‘It goes like that’ is a phrase I hear a lot at the moment, when anyone sees Baby. Always accompanied by a finger snap and a knowing smile. Or ‘before you know it she’ll be walking!’. Or driving. Or any other activity that seems nearly impossible any time soon for the squiggly squirmy ball of energy that has turned our lives upside down. And I smile like I know what they’re talking about and think ‘really!!??’ Most of those activities that others seem to think may come as quickly as tomorrow to me seem like a lifetime away. Most of them involve walking, and I keep thinking that she would be a much more proficient anything if no one had to change her diaper or put her to sleep or cut her food. Even if she has to wear diapers as part of her profession (like if she goes to space, it’s totally possible) she should have the option not to I think… Basics that I can hardly imagine my baby girl doing. Really? Like ‘that’, huh? I also hear ‘it doesn’t last forever’ a lot. Which seems equally as impossible, this season not lasting forever. I logically can see things move on people growing. And heck we were all babies once right? So they must be right, that right now doesn’t last forever. But it sure feels like I’ve been handed a glorious life sentence, where I am in the midst of diapers and snot and baby toys and not having the mental ability to string a thought together.
I think it’s ironic and frustrating that as parents we spend so much of our life trying and waiting for something to happen or change, and then that thing happens in a moment. The ‘fun’ things, like crawling or rolling, or walking, do seem to happen ‘just like that’. They’re there then gone. All of a sudden a new skill is present. I think singing has prepared me well for motherhood in this way; as a singer one spends years training often for 3 minutes, or even a moment. Sometimes you can anticipate it and sometimes not, but even full performances are there and gone in an evening and you’re left with more of a memory of anticipation of the event than of the event itself.
What I’ve learned from spending a life chasing arguably futile fleeting tasks like auditions or performances or pieces lauded for only a few notes is to enjoy the moment; find the beauty of where I am now. Because of the nature of parenting as well as singing, if we don’t enjoy and stay in the moment then we’ll miss the beauty of and be dissatisfied with the experiences that we live for.

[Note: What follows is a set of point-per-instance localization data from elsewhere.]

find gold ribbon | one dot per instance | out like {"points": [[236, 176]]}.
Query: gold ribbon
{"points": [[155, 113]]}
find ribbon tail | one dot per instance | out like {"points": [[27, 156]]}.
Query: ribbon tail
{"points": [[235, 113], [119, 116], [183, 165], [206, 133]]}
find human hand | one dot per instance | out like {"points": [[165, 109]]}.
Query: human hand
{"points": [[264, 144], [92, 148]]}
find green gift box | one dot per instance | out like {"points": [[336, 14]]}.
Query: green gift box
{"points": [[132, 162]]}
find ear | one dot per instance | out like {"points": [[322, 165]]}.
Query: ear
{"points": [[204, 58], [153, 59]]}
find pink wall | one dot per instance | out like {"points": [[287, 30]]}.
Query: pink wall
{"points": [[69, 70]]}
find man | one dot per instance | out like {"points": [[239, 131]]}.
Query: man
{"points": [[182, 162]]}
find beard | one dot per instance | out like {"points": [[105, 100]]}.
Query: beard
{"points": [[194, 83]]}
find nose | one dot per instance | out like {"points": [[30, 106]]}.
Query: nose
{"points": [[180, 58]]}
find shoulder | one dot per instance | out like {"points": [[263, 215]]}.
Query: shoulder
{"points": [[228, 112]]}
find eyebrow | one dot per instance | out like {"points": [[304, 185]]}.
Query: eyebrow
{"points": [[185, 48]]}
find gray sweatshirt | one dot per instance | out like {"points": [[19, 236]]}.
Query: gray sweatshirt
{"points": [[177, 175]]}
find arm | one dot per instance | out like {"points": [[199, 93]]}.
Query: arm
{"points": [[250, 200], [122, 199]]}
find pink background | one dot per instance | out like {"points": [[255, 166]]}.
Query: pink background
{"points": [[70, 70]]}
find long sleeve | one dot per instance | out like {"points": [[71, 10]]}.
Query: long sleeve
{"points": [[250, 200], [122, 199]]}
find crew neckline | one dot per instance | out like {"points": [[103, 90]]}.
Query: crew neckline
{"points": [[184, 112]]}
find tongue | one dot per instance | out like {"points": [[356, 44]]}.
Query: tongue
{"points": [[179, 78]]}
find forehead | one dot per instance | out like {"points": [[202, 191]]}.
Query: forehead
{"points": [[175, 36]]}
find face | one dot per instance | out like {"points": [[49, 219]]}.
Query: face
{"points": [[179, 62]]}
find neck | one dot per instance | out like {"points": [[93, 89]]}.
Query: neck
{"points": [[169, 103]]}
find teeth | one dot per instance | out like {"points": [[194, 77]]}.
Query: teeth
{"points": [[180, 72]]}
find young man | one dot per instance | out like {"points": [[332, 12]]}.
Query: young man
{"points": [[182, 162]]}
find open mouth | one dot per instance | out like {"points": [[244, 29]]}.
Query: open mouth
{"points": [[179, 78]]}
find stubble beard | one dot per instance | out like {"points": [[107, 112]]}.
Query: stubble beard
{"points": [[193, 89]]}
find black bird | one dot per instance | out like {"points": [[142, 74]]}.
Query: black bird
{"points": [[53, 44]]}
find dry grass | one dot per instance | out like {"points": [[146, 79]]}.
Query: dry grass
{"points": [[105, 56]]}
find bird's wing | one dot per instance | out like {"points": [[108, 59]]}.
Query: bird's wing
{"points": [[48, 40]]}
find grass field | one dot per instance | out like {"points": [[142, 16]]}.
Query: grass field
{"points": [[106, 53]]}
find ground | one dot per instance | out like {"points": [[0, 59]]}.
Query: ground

I say this like I’ve perfected it, or it’s such an easy task… nope and noper. How do I know we’ll never be satisfied with the fleeting glory moments? Because enjoying the moment is a skill, and like any other skill it takes practice. And if we’ve not exercised our ‘I choose to love where I am right now’ attitude, then it won’t be switched on for those glory moments and they’ll fly by and all we’ll have is a memory of not being as satisfied as we had hoped to feel. I am grateful for the power of choice; we always have a choice. Which is great news because it means that although we may not always be able to choose where we are in life, we can always choose how we react to that. My life might currently be consumed with running around after a baby and revisiting basics like eating and pooping, which is not my first choice of life circumstances. But I can choose to enjoy the whole season that ‘goes like that’, and in doing so be able to fully participate in the glorious moments that are scattered throughout.